Will do a few more reads through of The Shaded Mountain, and then submit it to the Grinder. Last one to get published is a rotten egg.


----------



## dale (Jan 28, 2014)

lasm said:


> Feel like I'm beating this drum for some reason lately, but--why not try getting your stories published individually in magazines or journals? There are a lot of them out there. Some are more accessible than you might think. You'd get your name and work out in front of their distribution lists, not just your own friends and family. Might be cool.
> 
> http://thegrinder.diabolicalplots.com
> This is a big listing of magazines that you can search by length, genre, etc. to see what's out there.

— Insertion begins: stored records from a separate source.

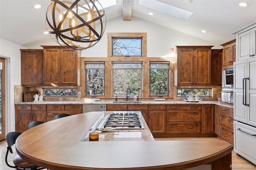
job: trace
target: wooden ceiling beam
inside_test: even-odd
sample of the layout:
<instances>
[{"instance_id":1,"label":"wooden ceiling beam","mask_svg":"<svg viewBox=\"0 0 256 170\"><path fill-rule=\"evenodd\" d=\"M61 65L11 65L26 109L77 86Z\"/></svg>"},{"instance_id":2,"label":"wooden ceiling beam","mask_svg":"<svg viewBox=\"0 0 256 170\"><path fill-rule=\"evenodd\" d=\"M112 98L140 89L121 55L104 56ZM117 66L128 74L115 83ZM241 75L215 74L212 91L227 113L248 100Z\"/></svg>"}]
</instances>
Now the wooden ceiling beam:
<instances>
[{"instance_id":1,"label":"wooden ceiling beam","mask_svg":"<svg viewBox=\"0 0 256 170\"><path fill-rule=\"evenodd\" d=\"M123 20L130 21L132 19L132 0L123 0Z\"/></svg>"}]
</instances>

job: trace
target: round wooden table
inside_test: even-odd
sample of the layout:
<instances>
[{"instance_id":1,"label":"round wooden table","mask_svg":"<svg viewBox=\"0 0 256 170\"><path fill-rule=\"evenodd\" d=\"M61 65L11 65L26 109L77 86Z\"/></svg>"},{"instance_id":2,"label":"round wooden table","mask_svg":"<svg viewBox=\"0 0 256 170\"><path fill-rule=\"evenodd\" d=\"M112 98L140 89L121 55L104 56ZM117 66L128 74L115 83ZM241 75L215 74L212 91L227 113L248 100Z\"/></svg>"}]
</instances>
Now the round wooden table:
<instances>
[{"instance_id":1,"label":"round wooden table","mask_svg":"<svg viewBox=\"0 0 256 170\"><path fill-rule=\"evenodd\" d=\"M101 112L50 121L23 132L16 149L25 160L54 170L181 170L212 164L230 169L232 145L224 140L80 141Z\"/></svg>"}]
</instances>

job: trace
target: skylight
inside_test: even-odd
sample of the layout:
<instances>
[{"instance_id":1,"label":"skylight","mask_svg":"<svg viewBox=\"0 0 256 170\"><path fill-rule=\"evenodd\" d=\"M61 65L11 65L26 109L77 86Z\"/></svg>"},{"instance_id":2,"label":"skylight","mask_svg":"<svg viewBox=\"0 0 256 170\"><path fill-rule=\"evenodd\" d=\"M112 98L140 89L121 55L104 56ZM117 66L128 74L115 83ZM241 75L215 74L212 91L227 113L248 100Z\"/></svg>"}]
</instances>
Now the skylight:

yeah. definitely the route to go in order to build a resume.


----------



## Deleted member 49710 (Jan 28, 2014)

One more link, which might be useful to some of you--this guy blogs about flash fiction (and Pluralized, I know, has some lying around) and different markets, makes lists of journals that are more accessible and others that are more difficult. Always nice to have someone do the research for you...

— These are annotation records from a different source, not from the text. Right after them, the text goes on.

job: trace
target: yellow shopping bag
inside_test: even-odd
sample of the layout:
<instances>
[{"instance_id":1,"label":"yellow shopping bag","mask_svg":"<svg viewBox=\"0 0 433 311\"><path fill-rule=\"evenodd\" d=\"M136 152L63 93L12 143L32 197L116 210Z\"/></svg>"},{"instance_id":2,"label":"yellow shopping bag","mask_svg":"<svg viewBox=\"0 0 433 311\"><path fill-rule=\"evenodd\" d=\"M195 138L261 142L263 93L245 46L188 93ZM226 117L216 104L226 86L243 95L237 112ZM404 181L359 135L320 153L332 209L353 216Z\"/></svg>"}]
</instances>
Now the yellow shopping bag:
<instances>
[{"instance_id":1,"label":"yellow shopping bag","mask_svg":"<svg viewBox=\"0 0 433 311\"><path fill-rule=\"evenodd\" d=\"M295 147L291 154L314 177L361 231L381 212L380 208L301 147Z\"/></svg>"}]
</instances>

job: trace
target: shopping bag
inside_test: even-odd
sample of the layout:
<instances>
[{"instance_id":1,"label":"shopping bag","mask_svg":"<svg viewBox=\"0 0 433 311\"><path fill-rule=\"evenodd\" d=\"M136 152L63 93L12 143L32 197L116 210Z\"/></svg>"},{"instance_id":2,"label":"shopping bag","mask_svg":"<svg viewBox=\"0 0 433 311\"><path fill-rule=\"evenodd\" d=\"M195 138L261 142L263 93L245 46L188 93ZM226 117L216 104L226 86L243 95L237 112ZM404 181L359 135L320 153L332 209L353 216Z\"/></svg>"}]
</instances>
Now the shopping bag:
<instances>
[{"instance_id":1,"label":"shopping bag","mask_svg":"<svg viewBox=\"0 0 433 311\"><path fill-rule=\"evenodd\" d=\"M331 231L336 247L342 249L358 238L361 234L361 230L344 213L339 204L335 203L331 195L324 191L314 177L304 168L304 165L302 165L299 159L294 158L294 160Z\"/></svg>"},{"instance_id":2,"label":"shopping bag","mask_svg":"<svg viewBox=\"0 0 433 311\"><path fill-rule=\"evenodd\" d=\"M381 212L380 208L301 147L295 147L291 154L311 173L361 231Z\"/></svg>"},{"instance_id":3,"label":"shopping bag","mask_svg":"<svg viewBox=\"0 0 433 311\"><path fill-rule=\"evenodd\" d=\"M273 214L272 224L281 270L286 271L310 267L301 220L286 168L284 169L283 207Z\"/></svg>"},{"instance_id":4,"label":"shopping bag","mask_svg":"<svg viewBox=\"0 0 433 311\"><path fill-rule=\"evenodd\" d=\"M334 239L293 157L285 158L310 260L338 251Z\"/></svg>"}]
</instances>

http://michaelalexanderchaney.com/2...be-get-accepted-too/?relatedposts_exclude=885


----------



## Pidgeon84 (Jan 28, 2014)

Potty said:


> Amazon are now doing this thing called Amazon Singles. Basically if you have a short between 5k words and 30k words you can submit it to them and they have a team of editors look over the work and decide if it's good enough to be included in the collection. It a proper submission thing. Might be worth looking into if you have a couple of crckers you want to place.


lol I'm not sure how I feel about somebody saying it's not good enough View attachment 5204 Worth a shot though, Eh?!



lasm said:


> Feel like I'm beating this drum for some reason lately, but--why not try getting your stories published individually in magazines or journals? There are a lot of them out there. Some are more accessible than you might think. You'd get your name and work out in front of their distribution lists, not just your own friends and family. Might be cool.
> 
> http://thegrinder.diabolicalplots.com
> This is a big listing of magazines that you can search by length, genre, etc. to see what's out there.





lasm said:


> One more link, which might be useful to some of you--this guy blogs about flash fiction (and Pluralized, I know, has some lying around) and different markets, makes lists of journals that are more accessible and others that are more difficult. Always nice to have someone do the research for you...
> 
> http://michaelalexanderchaney.com/2...be-get-accepted-too/?relatedposts_exclude=885



This is excellent, I mean that's how Lovecraft published a lot of his stuff, through weird tales. I know it's a completely different time but still


----------



## dale (Jan 28, 2014)

Pidgeon84 said:


> lol I'm not sure how I feel about somebody saying it's not good enough View attachment 5204



better get used to it. i know not a single writer that hasn't had rejections.


----------